Pour les amateurs d’histoires très anciennes, nous remontons le fil du temps avec les anciens ministres des Affaires étrangères, Michel Jobert (1974), auquel le livre est dédié, Claude Cheysson (1981), Roland Dumas (1988), Alain Juppé (1993), Dominique de Villepin (2002). Encore deux mots sur les conseillers, moins connus, comme Jean-David Lévitte, conseiller à Matignon à ses débuts (Pompidou) et qui après être passé, lui aussi, par l’ambassade de France à Pékin, puis nommé Directeur d’Asie et Océanie (Ministère des Affaire étrangères) ou encore Ambassadeur de France aux Etats-Unis, sera le conseiller spécial de Nicolas Sarkozy face au ministre en titre (Bernard Kouchner).
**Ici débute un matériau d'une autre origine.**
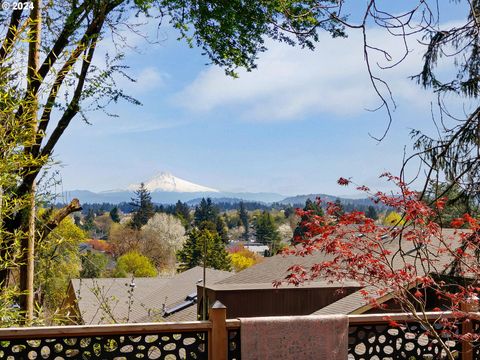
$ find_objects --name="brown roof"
[71,267,232,324]
[213,229,468,314]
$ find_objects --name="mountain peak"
[128,171,219,193]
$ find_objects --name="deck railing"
[0,303,480,360]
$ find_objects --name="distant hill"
[280,194,385,208]
[63,172,379,208]
[63,190,285,205]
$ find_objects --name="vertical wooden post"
[208,301,228,360]
[460,298,478,360]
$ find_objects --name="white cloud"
[172,29,432,121]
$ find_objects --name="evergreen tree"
[255,210,280,254]
[177,229,231,271]
[83,209,95,231]
[238,201,249,240]
[130,183,155,230]
[174,200,192,226]
[215,216,228,244]
[110,206,120,223]
[195,198,219,226]
[365,205,378,220]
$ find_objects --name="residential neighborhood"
[0,0,480,360]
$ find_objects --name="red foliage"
[275,173,480,334]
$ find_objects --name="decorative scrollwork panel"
[348,323,461,360]
[0,332,208,360]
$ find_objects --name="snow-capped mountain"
[128,172,219,193]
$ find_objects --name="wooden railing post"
[461,298,478,360]
[208,301,228,360]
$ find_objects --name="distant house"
[63,267,232,325]
[197,229,468,318]
[243,243,270,256]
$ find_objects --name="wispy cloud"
[172,26,428,121]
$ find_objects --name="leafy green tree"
[140,213,186,270]
[255,210,280,254]
[130,183,155,230]
[80,251,108,278]
[110,206,120,223]
[238,201,250,240]
[34,217,86,312]
[0,0,343,316]
[114,251,157,277]
[195,198,219,226]
[177,228,231,271]
[83,209,95,231]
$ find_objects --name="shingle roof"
[72,267,232,324]
[213,229,468,314]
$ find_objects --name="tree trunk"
[20,0,42,325]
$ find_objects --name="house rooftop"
[71,267,232,324]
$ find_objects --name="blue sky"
[51,0,468,195]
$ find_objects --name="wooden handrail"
[348,311,480,325]
[0,321,212,340]
[226,319,240,330]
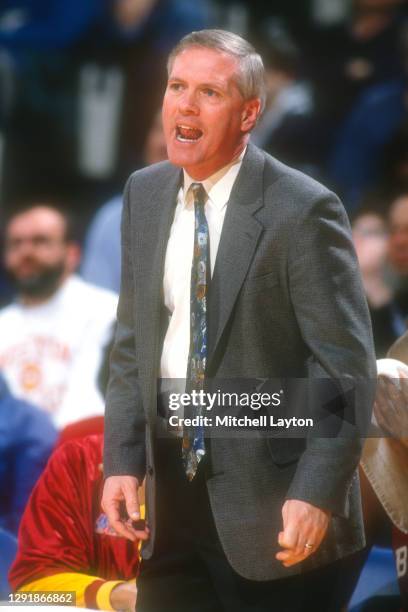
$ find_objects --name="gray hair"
[167,30,266,111]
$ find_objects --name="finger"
[123,484,140,521]
[275,551,306,567]
[103,500,136,542]
[278,525,298,549]
[125,519,150,540]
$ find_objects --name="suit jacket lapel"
[208,144,264,364]
[134,164,181,405]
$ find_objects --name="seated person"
[9,435,144,610]
[360,346,408,610]
[0,374,57,532]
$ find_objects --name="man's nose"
[179,91,200,115]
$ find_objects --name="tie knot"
[190,183,207,206]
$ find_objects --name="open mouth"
[176,125,203,142]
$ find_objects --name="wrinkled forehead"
[168,45,240,85]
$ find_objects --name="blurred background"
[0,0,408,610]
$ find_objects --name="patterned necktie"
[182,183,210,480]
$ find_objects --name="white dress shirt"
[160,149,246,378]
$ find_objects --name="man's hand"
[101,476,149,542]
[110,580,137,612]
[374,366,408,445]
[276,499,331,567]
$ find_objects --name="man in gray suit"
[102,30,375,612]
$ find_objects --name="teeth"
[177,125,203,142]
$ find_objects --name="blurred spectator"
[0,205,117,428]
[9,435,143,611]
[328,79,408,211]
[352,207,405,358]
[0,0,106,204]
[251,31,318,172]
[388,193,408,318]
[79,0,209,189]
[0,375,57,533]
[81,112,167,293]
[0,0,103,56]
[0,527,17,601]
[304,0,405,128]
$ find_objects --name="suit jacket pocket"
[267,436,306,467]
[243,272,279,293]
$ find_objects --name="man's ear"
[65,242,81,274]
[241,98,261,132]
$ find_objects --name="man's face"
[5,207,69,297]
[163,47,260,180]
[388,196,408,276]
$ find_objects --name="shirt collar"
[183,147,247,211]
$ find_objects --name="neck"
[20,274,67,307]
[184,140,249,181]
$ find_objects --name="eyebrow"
[168,75,228,91]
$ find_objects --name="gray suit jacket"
[104,145,376,580]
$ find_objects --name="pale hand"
[110,580,137,612]
[101,476,149,542]
[276,499,331,567]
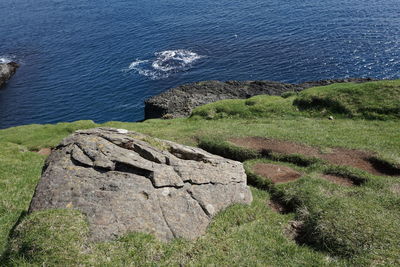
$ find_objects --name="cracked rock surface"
[29,128,252,241]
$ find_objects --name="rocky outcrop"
[145,78,372,119]
[29,128,252,241]
[0,62,19,87]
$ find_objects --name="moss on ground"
[0,81,400,266]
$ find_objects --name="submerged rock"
[29,128,252,241]
[0,62,19,87]
[145,78,372,119]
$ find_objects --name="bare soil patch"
[284,221,304,244]
[321,174,355,186]
[229,137,400,176]
[36,147,51,156]
[268,199,293,214]
[390,184,400,195]
[253,163,301,184]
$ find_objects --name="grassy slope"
[0,81,400,266]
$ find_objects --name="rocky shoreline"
[0,62,19,87]
[145,78,373,120]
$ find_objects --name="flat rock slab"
[29,128,252,241]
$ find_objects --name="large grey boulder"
[0,62,19,87]
[29,128,252,241]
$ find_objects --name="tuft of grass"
[4,210,89,266]
[191,95,298,119]
[293,80,400,120]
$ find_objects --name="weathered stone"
[29,128,252,241]
[144,78,372,119]
[0,62,19,87]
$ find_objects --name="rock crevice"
[29,128,252,241]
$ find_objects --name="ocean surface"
[0,0,400,128]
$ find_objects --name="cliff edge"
[145,78,373,119]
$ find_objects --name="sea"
[0,0,400,128]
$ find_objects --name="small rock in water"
[0,62,19,87]
[29,128,252,241]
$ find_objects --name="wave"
[128,49,203,80]
[0,55,15,64]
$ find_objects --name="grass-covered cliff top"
[0,81,400,266]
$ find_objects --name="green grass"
[192,80,400,120]
[0,81,400,266]
[294,80,400,120]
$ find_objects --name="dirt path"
[229,137,400,176]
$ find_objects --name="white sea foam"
[0,56,11,64]
[128,49,202,80]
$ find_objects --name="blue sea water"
[0,0,400,128]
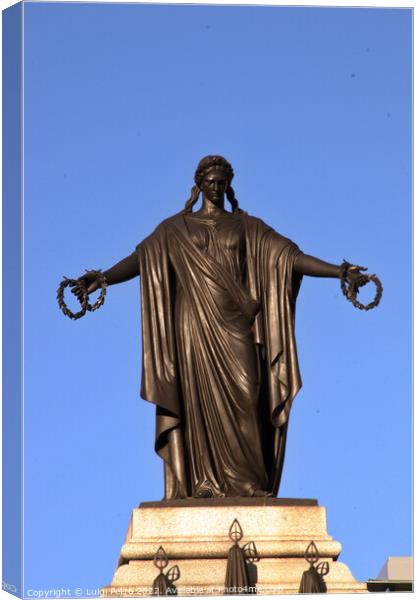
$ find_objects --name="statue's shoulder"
[244,213,295,245]
[243,212,274,233]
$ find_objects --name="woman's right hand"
[71,271,100,303]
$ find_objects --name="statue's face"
[201,169,228,204]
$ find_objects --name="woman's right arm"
[73,252,140,294]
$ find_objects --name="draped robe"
[137,213,301,498]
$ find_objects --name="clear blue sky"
[24,3,412,589]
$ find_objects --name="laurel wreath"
[340,260,383,310]
[57,270,108,320]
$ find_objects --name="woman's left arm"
[294,252,367,285]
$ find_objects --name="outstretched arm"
[72,252,140,296]
[294,252,366,285]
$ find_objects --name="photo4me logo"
[1,581,17,594]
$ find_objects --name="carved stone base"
[101,498,367,597]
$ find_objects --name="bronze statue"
[67,156,378,499]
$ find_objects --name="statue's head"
[184,155,242,213]
[194,156,234,189]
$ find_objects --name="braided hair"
[183,155,243,213]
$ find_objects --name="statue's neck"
[197,196,226,217]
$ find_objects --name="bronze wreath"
[340,260,383,310]
[57,271,108,320]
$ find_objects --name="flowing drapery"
[137,214,301,498]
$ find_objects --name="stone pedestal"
[101,498,367,597]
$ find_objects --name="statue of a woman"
[74,156,370,499]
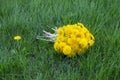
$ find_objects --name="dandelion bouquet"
[38,23,94,57]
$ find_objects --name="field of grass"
[0,0,120,80]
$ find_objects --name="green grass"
[0,0,120,80]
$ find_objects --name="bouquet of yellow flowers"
[38,23,95,57]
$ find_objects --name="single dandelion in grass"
[14,35,21,41]
[37,23,95,57]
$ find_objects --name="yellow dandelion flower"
[63,46,72,55]
[79,38,88,49]
[59,42,66,52]
[14,36,21,40]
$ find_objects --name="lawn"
[0,0,120,80]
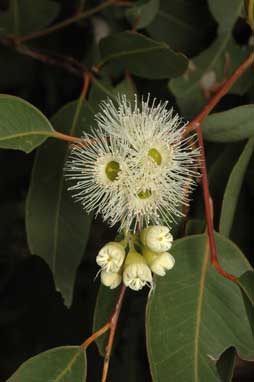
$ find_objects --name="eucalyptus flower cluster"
[96,226,175,291]
[65,96,199,232]
[65,96,199,290]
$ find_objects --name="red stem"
[101,285,126,382]
[185,53,254,134]
[196,126,237,281]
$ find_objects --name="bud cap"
[96,241,125,272]
[101,271,122,289]
[140,225,173,253]
[123,252,153,291]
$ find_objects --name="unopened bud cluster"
[96,225,175,291]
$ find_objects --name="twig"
[15,0,116,44]
[184,53,254,281]
[0,37,87,78]
[196,126,237,281]
[80,322,110,350]
[101,285,126,382]
[185,53,254,135]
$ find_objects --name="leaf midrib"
[0,130,54,142]
[98,44,168,66]
[193,238,209,382]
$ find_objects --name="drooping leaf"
[146,0,213,57]
[202,105,254,142]
[169,0,248,119]
[126,0,160,29]
[237,271,254,306]
[169,37,252,119]
[216,347,236,382]
[8,346,86,382]
[99,32,188,79]
[0,0,59,35]
[0,94,54,153]
[93,285,120,357]
[147,234,254,382]
[219,138,254,236]
[26,102,93,306]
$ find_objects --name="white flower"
[123,251,153,291]
[150,252,175,276]
[96,242,125,272]
[96,96,199,231]
[65,129,128,225]
[140,225,173,253]
[65,96,199,232]
[142,248,175,276]
[101,271,122,289]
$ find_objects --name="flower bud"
[123,250,153,291]
[140,225,173,253]
[143,248,175,276]
[101,271,122,289]
[96,241,125,272]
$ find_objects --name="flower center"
[105,160,120,182]
[138,190,152,199]
[148,148,162,166]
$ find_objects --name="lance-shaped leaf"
[8,346,86,382]
[0,0,59,35]
[147,234,254,382]
[219,137,254,236]
[169,0,248,119]
[237,271,254,306]
[26,102,93,306]
[169,37,252,118]
[0,94,54,153]
[202,105,254,142]
[99,32,188,79]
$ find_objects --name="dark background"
[0,0,254,382]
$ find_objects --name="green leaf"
[237,271,254,306]
[26,102,93,306]
[202,105,254,142]
[216,347,236,382]
[244,0,254,30]
[146,0,213,56]
[0,94,54,153]
[219,138,254,236]
[125,0,159,29]
[99,32,188,79]
[147,234,254,382]
[208,0,243,34]
[169,37,252,119]
[0,0,59,35]
[8,346,86,382]
[93,285,120,357]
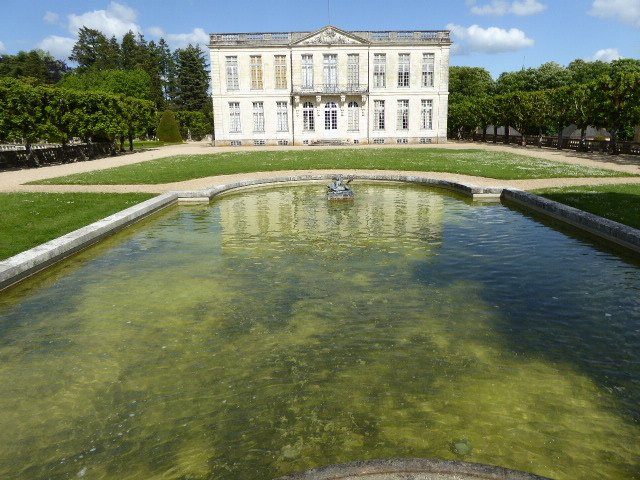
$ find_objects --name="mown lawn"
[132,140,180,150]
[0,193,153,260]
[534,184,640,228]
[34,148,628,185]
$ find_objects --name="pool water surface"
[0,183,640,480]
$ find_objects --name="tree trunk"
[578,128,587,152]
[24,142,40,167]
[609,128,620,155]
[60,139,69,163]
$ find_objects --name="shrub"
[176,110,212,140]
[157,110,182,143]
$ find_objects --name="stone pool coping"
[277,458,549,480]
[0,173,640,290]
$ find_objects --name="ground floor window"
[421,100,433,130]
[324,102,338,130]
[398,100,409,130]
[229,102,242,133]
[276,102,289,132]
[373,100,384,130]
[253,102,264,132]
[348,102,360,132]
[302,102,316,132]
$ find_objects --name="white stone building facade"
[210,26,451,146]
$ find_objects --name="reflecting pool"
[0,184,640,480]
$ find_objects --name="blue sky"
[0,0,640,76]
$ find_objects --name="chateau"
[209,26,451,146]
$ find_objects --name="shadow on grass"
[540,190,640,228]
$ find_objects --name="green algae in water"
[0,185,640,479]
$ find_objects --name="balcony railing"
[293,83,369,95]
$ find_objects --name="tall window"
[229,102,242,133]
[324,102,338,130]
[251,55,262,90]
[324,54,338,92]
[276,102,289,132]
[422,53,436,87]
[253,102,264,132]
[348,102,360,132]
[373,53,387,88]
[421,100,433,130]
[397,100,409,130]
[275,55,287,89]
[347,53,360,90]
[398,53,410,87]
[302,102,316,132]
[302,55,313,89]
[373,100,384,130]
[227,57,240,90]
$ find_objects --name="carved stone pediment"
[297,27,365,45]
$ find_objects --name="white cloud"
[591,48,622,62]
[447,23,535,54]
[467,0,547,16]
[43,12,60,23]
[147,27,166,38]
[589,0,640,27]
[38,35,76,60]
[69,2,142,38]
[166,28,209,48]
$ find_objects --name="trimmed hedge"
[156,110,182,143]
[0,79,155,155]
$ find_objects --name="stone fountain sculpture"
[327,175,354,200]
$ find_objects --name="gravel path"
[0,142,640,193]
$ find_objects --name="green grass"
[0,193,153,259]
[133,140,179,150]
[34,148,628,185]
[534,184,640,228]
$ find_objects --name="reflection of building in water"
[219,185,444,247]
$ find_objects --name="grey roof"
[209,25,451,47]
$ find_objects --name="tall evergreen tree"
[120,30,139,70]
[0,50,69,84]
[69,27,108,68]
[174,45,209,111]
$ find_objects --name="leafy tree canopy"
[0,50,69,84]
[59,69,153,100]
[449,67,494,103]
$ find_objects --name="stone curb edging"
[277,458,550,480]
[0,173,640,290]
[501,188,640,253]
[190,173,503,199]
[0,192,178,290]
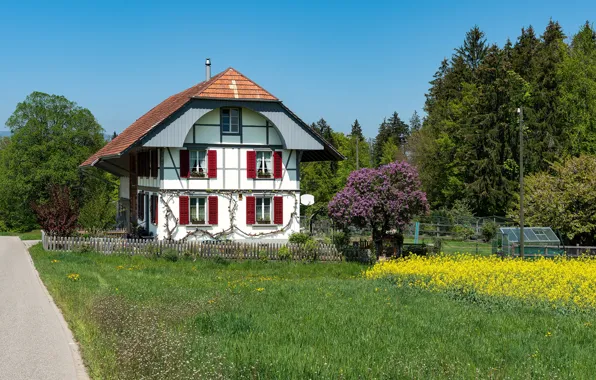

Evidemment, le livre se révèle une succession d’anecdotes, d’analyses sur toutes les vicissitudes de nos relations avec la Chine, ballotées au gré des engagements, des convictions plus ou moins fortes, des volontés affirmées plus ou moins suivies, des maladresses (beaucoup), des incompréhensions (nombreuses), des sommets d’inconscience aussi de nos dirigeants ou de nos représentants élus. Mais au fond, pas mal d’intuition, quand même, que notre avenir ne sera pas sans la Chine. Et que cela s’accomplira sans doute dans une sorte de fascination réciproque. La Chine et ses dirigeants ne sont pas épargnés. Des parcours des uns et des autres – des femmes aussi, comme la veuve de Mao et son rôle avant cela dans la révolution culturelle -, leur ascension, leurs combats, leurs chutes et leurs retours, entre rôles historiques dans l’armée, présidence du PPC et/ou de l’Etat, de l’assemblée, beaucoup sera dit. Conseil de lecture : recourir en parallèle à Google Maps et Wikipédia…

Arrivé au terme du livre, on sait déjà qu’il faudra le rouvrir et noter tous les noms, des personnages politiques, les officiels, (ah, Li Peng et ses colères homériques contre notre ambassadeur qu’il tutoyait tout comme Deng Xiaoping), les dissidents, les artistes, les auteurs, les cinéastes, les titres de leurs œuvres pour refaire le parcours en prenant son temps. Dans ce livre aussi, l’histoire économique des deux pays s’inscrit en creux. La mutation industrielle de la Chine se voit dans son paysage d’aujourd’hui. Claude Martin ne nous en cache rien. Parfois pointe sa nostalgie. Jamais son amertume. L’Europe et son histoire le fascinent tout autant que l’Asie. Il circule entre ces deux mondes et nous pousse à le rejoindre.